Lord of the Underworld’s Home for Unwed Mothers
Reviewed by Neal Weaver
Through May 14
This is not the first play to deal with the Catholic Church’s former barbarous and hypocritical treatment of unwed mothers, but playwright Louisa Hill gives the subject urgent and harrowing reality.
Teenager Dee (Corryn Cummins) is a nice Catholic girl, and the daughter of parents for whom it’s vital to keep up appearances. She’s had a faithful boyfriend since grade school, and she assumes she’ll marry him and live happily ever after. So, when the two feel the stirrings of sexual attraction, it’s easy for them to give in and rationalize their behavior with the notion that, since they plan to marry anyway, where’s the harm? Fortunately for them, their love-making produces no serious consequences. Then an attractive bad-boy appears on the scene, and he makes the good boy seem pallid and uninteresting. And soon the newly constituted couple are making love in the back seat of his car, resulting in an unforeseen and unwanted pregnancy.
Dee wants to have the baby — but the bad-boy turns hostile. And the girl’s parents are mainly interested in avoiding scandal: their plan is to secretly send Dee away to a home for unwed mothers, then pass the baby along to foster parents. They assure Dee that this is the ideal solution; once the baby is born, they can all pretend it never happened, and she can go back to high school for her senior year. Dee is forced to tearfully acquiesce to their plans.
Once she’s in the home, and gives birth to her daughter, Dee becomes more desperate than ever to keep her child. And once she has seen it, and been allowed to briefly hold it, the thought of giving up the little girl becomes agony. But she is young, alone and helpless, and surrounded by people with a vested interest in taking the child: the home is little more than a baby farm, with the young women callously used like breeding stock. The powers-that-be pull out all the tried and true sophistries, telling her it’s sheer selfishness to try to hold onto the child, who might be placed in a happy family and live a blissful life. When the “moral” arguments fail, they turn to financial ones: How can she pay for the care she has received in the home, without the financial support of the potential foster-parents? Defeated and beaten down, she’s forced to accept the fact that her baby is being wrenched away from her, and comforted only by the thought that her daughter will have a happy life.
The child, Corrie (Michaela Slezak), will not be so lucky. She is bounced from one foster home to another, and becomes angrier and more bitter every day, till her anger seems almost a force of nature. She’s told that her mother was a whore who abandoned her, and her every decent impulse is thwarted. She develops a streak of self-hatred and violence which is expressed in a passion for death metal music. When the girl is in her twenties, Dee finally finds a way to reach out to her daughter — but her attempts at reconciliation meet with strong resistance.

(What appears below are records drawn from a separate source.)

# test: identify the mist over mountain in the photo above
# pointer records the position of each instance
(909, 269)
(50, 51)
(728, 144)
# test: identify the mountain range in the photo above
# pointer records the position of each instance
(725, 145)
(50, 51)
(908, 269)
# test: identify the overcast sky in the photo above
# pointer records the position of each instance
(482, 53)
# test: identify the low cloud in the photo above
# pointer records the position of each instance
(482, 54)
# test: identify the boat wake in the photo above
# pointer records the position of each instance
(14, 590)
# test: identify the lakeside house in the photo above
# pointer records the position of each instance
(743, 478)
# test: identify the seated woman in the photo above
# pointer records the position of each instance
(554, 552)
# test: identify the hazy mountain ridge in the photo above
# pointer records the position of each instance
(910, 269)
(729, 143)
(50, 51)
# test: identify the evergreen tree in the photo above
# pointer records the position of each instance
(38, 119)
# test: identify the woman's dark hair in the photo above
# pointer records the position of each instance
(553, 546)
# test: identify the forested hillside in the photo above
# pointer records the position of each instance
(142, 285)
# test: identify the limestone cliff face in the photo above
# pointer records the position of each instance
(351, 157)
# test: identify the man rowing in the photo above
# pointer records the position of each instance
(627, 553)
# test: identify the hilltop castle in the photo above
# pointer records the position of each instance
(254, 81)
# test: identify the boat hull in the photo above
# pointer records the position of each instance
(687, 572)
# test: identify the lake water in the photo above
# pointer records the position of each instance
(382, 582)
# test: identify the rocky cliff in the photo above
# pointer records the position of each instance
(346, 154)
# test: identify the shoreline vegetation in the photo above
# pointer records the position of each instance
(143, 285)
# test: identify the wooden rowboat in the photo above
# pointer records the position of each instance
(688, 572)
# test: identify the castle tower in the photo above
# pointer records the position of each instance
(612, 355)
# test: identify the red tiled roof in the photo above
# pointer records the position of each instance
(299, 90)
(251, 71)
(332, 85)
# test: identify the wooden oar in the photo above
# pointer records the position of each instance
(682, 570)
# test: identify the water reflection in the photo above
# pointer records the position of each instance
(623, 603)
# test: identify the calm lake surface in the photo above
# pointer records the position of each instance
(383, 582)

Hill’s play has a raw elemental power that delivers an emotional wallop, and both Dee and Corie emerge as larger than life figures, with surprising stature and a startlingly gritty reality. Director Tony Abatemarco has cast the piece beautifully, and gives it a passionate and loyal production. Both Cummins and Slezak deliver vivid, credible, gut-wrenching performances while all the other roles are played by a chorus of two. In a wonderful display of versatility, Adrian Gonzalez portrays all the fathers, boyfriends and lovers, including a shaggy metal-head musician, with Amy Harmon as the many mothers, nurses, counselors and nuns.
Cellist Marilyn Winkle provides the effective incidental music, and Jeff McLaughlin designed the handsome, abstract impressionistic set.